Portia didn't know what the building had been before the statues filled it. Like many of the structures near strongholds of stone magic, it was changeable, stretching to include as many statues as the stone crafters brought inside.
Some of those before her had taken their turns dusting the statues and altered their ways. Apologized, and smiled. Accepted the touches, and the commands, and the dismissals.
Most did not, and were turned to stone anyway.
Portia worked in the hall day after day, cleaning every line of the statues.
When visitors came to the hall she heard, over and over, of the responsibility which had hewed these statues.
It's their fault. They should have known better. They should have....
There was no end to the quantity of malice supporting the town's lies.
Portia didn't acknowledge the visitors. She continued her work, blowing away the dust where it gathered thick, and wept in the statues' shadows.
The town's inhabitants knew better than to cry. Tears were for hiding.
Tears were anathema to the stone crafters. The might of this place's magic was built on stone, but suffused by fire, as rocks are shaped by the earth's fury. And tears held a magic the stone crafters feared more than their victims' names.
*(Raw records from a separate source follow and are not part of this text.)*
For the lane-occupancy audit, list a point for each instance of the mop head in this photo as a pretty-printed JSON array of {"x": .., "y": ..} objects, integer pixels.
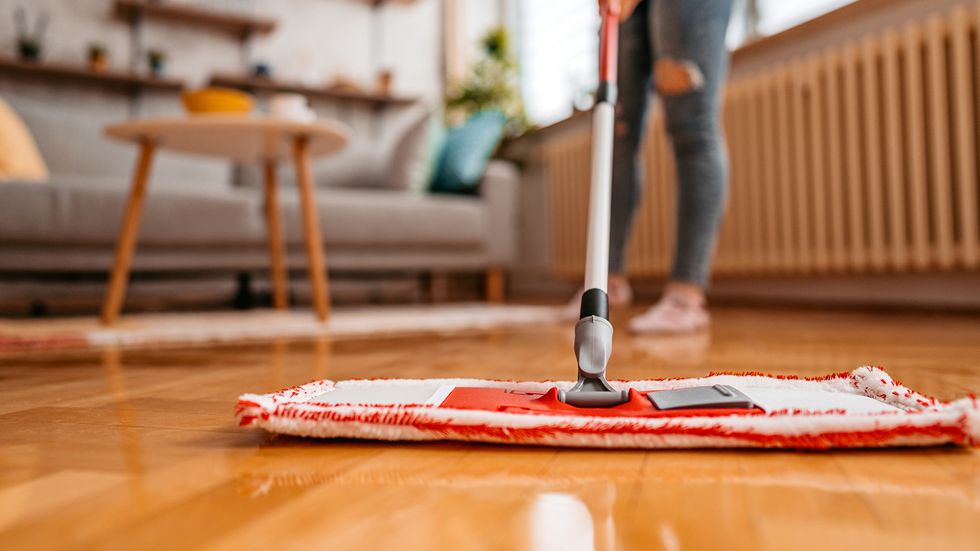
[{"x": 861, "y": 409}]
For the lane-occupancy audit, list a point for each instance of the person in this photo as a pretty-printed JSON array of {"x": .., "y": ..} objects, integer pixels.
[{"x": 678, "y": 47}]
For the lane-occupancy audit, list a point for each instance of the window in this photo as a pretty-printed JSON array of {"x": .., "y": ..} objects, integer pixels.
[{"x": 557, "y": 44}]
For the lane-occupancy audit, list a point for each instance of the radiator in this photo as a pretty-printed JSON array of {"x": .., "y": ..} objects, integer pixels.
[{"x": 860, "y": 158}]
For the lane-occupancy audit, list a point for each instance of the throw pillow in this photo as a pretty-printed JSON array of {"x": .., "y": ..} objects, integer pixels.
[
  {"x": 466, "y": 151},
  {"x": 19, "y": 157},
  {"x": 413, "y": 161}
]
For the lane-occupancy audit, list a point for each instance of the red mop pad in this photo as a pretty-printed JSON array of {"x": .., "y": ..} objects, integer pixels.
[{"x": 864, "y": 408}]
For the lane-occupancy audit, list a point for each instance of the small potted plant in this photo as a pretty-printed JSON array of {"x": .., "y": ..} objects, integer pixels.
[
  {"x": 157, "y": 61},
  {"x": 30, "y": 44},
  {"x": 98, "y": 57}
]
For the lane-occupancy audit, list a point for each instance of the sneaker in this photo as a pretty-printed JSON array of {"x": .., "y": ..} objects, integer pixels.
[{"x": 672, "y": 314}]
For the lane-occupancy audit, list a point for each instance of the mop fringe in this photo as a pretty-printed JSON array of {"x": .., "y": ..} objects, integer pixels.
[{"x": 919, "y": 420}]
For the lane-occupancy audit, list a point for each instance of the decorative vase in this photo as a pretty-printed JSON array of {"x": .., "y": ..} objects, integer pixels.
[
  {"x": 98, "y": 58},
  {"x": 157, "y": 62}
]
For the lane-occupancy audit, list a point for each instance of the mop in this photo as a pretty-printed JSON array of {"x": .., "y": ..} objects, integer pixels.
[{"x": 863, "y": 408}]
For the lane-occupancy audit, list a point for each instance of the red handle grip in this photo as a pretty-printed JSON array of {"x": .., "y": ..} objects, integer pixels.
[{"x": 608, "y": 45}]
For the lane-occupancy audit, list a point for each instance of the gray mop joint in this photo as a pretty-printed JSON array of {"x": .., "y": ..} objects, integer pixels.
[{"x": 593, "y": 332}]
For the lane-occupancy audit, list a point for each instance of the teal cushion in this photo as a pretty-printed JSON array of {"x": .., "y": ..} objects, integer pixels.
[{"x": 465, "y": 152}]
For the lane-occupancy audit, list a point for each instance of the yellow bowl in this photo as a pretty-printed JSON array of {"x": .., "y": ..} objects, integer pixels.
[{"x": 217, "y": 100}]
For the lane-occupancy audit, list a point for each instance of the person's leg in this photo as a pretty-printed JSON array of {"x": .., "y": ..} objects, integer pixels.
[
  {"x": 691, "y": 63},
  {"x": 634, "y": 72}
]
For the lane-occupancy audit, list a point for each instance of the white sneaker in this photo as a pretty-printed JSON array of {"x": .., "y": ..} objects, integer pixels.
[{"x": 672, "y": 314}]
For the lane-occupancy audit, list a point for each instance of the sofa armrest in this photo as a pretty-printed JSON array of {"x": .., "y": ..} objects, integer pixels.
[{"x": 500, "y": 189}]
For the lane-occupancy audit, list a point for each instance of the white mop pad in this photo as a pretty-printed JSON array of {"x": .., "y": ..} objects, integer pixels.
[{"x": 864, "y": 408}]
To clean the statues, Portia was given a pile of rags, and two buckets. The first bucket was for stream water she had to collect herself. The other was for the solution, known only to the mages, a compound that kept the statues looking "nice".
Each morning she collected her supplies and walked to the hall. The walk was long, part of the penance. She sometimes stopped along the way, if a householder was kind enough to offer refreshment.
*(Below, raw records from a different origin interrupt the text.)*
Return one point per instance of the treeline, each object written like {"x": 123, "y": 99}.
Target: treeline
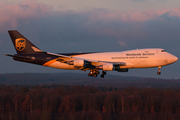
{"x": 83, "y": 79}
{"x": 65, "y": 102}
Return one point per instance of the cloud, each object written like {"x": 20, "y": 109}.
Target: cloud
{"x": 28, "y": 10}
{"x": 99, "y": 26}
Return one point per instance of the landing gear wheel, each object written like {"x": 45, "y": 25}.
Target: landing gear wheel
{"x": 159, "y": 70}
{"x": 102, "y": 76}
{"x": 95, "y": 75}
{"x": 104, "y": 73}
{"x": 158, "y": 73}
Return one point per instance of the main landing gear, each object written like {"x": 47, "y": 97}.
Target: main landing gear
{"x": 159, "y": 70}
{"x": 102, "y": 74}
{"x": 93, "y": 73}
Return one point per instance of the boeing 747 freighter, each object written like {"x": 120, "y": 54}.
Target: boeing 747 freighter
{"x": 94, "y": 62}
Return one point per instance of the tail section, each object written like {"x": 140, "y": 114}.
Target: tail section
{"x": 21, "y": 44}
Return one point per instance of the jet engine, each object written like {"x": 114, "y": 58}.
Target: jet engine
{"x": 107, "y": 67}
{"x": 111, "y": 67}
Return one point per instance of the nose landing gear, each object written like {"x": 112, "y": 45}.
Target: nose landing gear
{"x": 159, "y": 70}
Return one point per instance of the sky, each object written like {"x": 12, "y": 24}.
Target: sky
{"x": 91, "y": 26}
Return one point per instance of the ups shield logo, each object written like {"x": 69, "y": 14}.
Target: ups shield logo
{"x": 20, "y": 44}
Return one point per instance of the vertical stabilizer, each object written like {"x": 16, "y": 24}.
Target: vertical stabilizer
{"x": 21, "y": 44}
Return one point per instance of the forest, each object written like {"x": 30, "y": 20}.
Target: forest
{"x": 142, "y": 101}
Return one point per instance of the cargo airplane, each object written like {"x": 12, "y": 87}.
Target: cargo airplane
{"x": 94, "y": 62}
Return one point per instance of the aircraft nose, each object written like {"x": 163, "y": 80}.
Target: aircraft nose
{"x": 172, "y": 58}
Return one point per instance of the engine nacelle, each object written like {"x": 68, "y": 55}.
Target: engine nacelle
{"x": 108, "y": 67}
{"x": 78, "y": 63}
{"x": 117, "y": 68}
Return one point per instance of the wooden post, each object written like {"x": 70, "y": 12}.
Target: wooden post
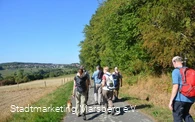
{"x": 45, "y": 84}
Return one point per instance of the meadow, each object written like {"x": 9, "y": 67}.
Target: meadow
{"x": 27, "y": 93}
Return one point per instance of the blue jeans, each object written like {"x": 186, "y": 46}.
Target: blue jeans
{"x": 181, "y": 111}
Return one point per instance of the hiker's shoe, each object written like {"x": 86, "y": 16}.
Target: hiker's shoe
{"x": 96, "y": 103}
{"x": 78, "y": 115}
{"x": 84, "y": 117}
{"x": 113, "y": 111}
{"x": 106, "y": 112}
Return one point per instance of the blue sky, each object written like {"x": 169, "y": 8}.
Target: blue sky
{"x": 43, "y": 31}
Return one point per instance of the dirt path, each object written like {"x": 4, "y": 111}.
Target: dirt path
{"x": 124, "y": 113}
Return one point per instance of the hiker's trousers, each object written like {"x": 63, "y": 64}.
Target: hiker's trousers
{"x": 181, "y": 111}
{"x": 98, "y": 93}
{"x": 107, "y": 98}
{"x": 80, "y": 103}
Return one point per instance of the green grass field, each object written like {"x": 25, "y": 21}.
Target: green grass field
{"x": 9, "y": 72}
{"x": 158, "y": 113}
{"x": 57, "y": 98}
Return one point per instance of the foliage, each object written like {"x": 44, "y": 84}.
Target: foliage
{"x": 139, "y": 36}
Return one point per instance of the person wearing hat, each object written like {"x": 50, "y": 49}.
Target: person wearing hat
{"x": 118, "y": 83}
{"x": 179, "y": 104}
{"x": 88, "y": 83}
{"x": 97, "y": 76}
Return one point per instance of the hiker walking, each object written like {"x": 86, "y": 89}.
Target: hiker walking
{"x": 80, "y": 85}
{"x": 107, "y": 91}
{"x": 88, "y": 83}
{"x": 97, "y": 76}
{"x": 179, "y": 104}
{"x": 117, "y": 82}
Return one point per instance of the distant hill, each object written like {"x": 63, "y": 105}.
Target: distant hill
{"x": 16, "y": 65}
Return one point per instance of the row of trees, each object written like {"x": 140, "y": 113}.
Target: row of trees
{"x": 21, "y": 76}
{"x": 140, "y": 35}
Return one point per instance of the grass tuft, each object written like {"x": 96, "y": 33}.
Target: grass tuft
{"x": 55, "y": 99}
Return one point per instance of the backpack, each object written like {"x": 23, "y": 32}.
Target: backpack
{"x": 110, "y": 82}
{"x": 81, "y": 83}
{"x": 188, "y": 82}
{"x": 100, "y": 74}
{"x": 116, "y": 79}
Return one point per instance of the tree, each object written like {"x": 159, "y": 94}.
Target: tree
{"x": 1, "y": 77}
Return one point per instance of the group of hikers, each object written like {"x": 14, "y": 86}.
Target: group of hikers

Many scorned her, fearing so much time spent among the statues might be catching.
But others welcomed her in, offering tea, or fruit, or flatbread. Often, also, conversation.
Portia heard them speak of her. How diligent the new dusting girl is!
She saw them nod knowingly. She'll figure out her place.
Good girl, they said to her face, as if she were a hound, or a hawk.
After she had been cleaning the statues for many days, a cry went up in the town, laced with familiar scorn.
Another had erred, and was condemned to stone. The sun was nearly high in the sky, and the stone casters worked best in heavy, burning light.
Portia stayed within the hall and worked faster. She wouldn't let anyone else join the statues.
A stone caster came to the hall's entrance, and invited her to join the crowd.
"I am where I should be." She said, and didn't let him see her face.
Water wears down everything, in time.
But tears are more than scraps of ocean. They hold shreds of memory and might, fragments of things unsaid, and midnight wishes for vengeance.
Fire fears the quenching as it fears little else, and even the oldest stone cannot resist rain.
Portia couldn't make enough tears on her own. But she was not the only one who wept.
Those rare individuals who'd never dusted the statues themselves remembered friends who had. Friends who, now, never left the hall.
Tears fell, in secret, in quiet corners. But sometimes they were shared.
Finally, after days of Portia drenching the statues in tears, they started cracking. The first was startlingly loud, yet still softer than the furor outside. Dust plumed and stone tumbled away, leaving behind a woman atop a worn pedestal. A maelstrom of anger and despair played across her face.
Portia's heart ached.
The newly freed woman reached for Portia. "Were you stone, too?" Her voice was uneven with disuse.
"No." Portia took her hand and helped her off the pedestal. "But there are other ways of being trapped." Where she came from, stone was not the preferred instrument of shame.
Their eyes met, and their hearts did too, and nothing more was needed.
Portia had been thorough. A course of destruction moved through the hall. Some who had been statues fell in the aftermath of their freeing, but there was always another near to catch them, to help as they relearned the feel of their feet.
Time had held fast within the stones, maintaining every curve and freckle. Every memory, and resolution.
Soon, all were free. Rubble filled the hall. They guided each other, as many had not walked for a long while.
Portia led the others out of the hall, toward the place of sacrifice, and their footfalls split the earth.